加斯拉熊以为是自己做梦,胡乱点头继续睡了。
要知道,凯勒曼那个可恶的哥哥从来都是一大早就把他赶出洞穴去找吃的呢。
当小雌兽也打了个呵欠从睡梦里醒过来后,洞穴里还是黑的。
【天怎么还没亮?】
小雌兽嘟囔了一句,又闭上眼准备睡过去。
抱着他的加斯拉熊却急了,“弟弟,不能睡,我饿了。”
凯勒曼说过,小雌兽睡着的时候,一定要轻手轻脚,别说吃饭了,韦尔奇的熊掌都没敢换过,它整条右臂现在都麻得没感觉了。
小雌兽抬起头,眨巴着眼睛还没说啥,韦尔奇就大声喊道:“呀,阿帕契,你醒了,我们快去吃饭吧。”
说着,起身,“嗵嗵”跑向洞穴口。
小雌兽的眼睛在加斯拉熊跃出洞穴口的一霎那迅速闭上。
他的眼睛根本无法承受那对他来说现在耀眼无比的太阳。
“阿帕契醒了?”凯勒曼把叨着的一头角羊甩到地上,“怎么还是闭着眼睛的?”说完,怀疑地看着韦尔奇。
加斯拉熊连忙放低身体,没办法,对月熊来说,它的体型太庞大了。
“它睁开眼睛了。你看——”
小雌兽正把手指捂在眼睛上,胖乎乎的脸挤成一团。
“阳光太刺眼了吧。”凯勒曼挡住小雌兽头上的太阳,把它从韦尔奇的手臂上抱了过来,“你去洗洗脸和手。”
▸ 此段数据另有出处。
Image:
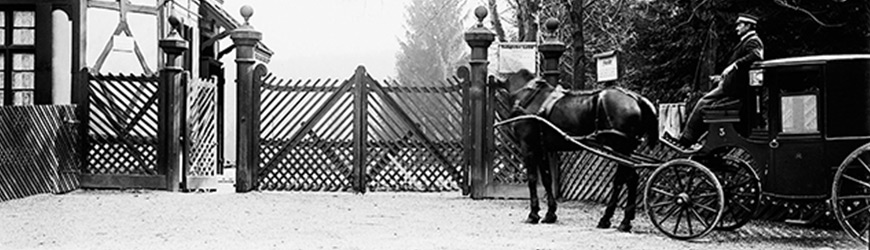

“什么?”加斯拉熊睁大它的眼睛,“凯勒曼,你说什么?”
“洗脸洗手。”凯勒曼看着怀里的小雌兽慢慢把遮住自己眼睛的小肥手放下来,然后向他露出一个纯洁无比的笑来,心里顿时感觉世界一片美好,转头看了一眼呆在原地的加斯拉熊。“从今天起,每天早上都要洗脸洗手,否则不能抱阿帕契。”
“好麻烦啊——”加斯拉熊长叫,然后,在看到小雌兽乖乖由凯勒曼抱着向他眨巴眼睛的样子,又屁颠屁颠地跑到瀑布那里去洗手和脸了。
对小雌兽来说,接下来的日子都过得悲催无比。
它每天在两位熊兄熊弟的照顾下,只吃野果,感觉从嘴巴里到肛/肠里全是果皮那青涩的味道,每发出一句声音,空气里都飘出一种酸甜的味道。有时小肥手拍拍自己的胃,都怀疑那里面的胃液其实已经变成酒液了啊有木有。
作为荤食爱好者,它好想吃肉啊。可是看着眼前两只,一个胡吃海塞扯着动物的肠子,一个细嚼慢咽咬着动物的肝脏,太血腥啊有木有……
吃完了地上是血,嘴上是血,爪子上是血,整个案发现场啊有木有!!!!凶手证据无比充足可以直接入狱啊有木有!!!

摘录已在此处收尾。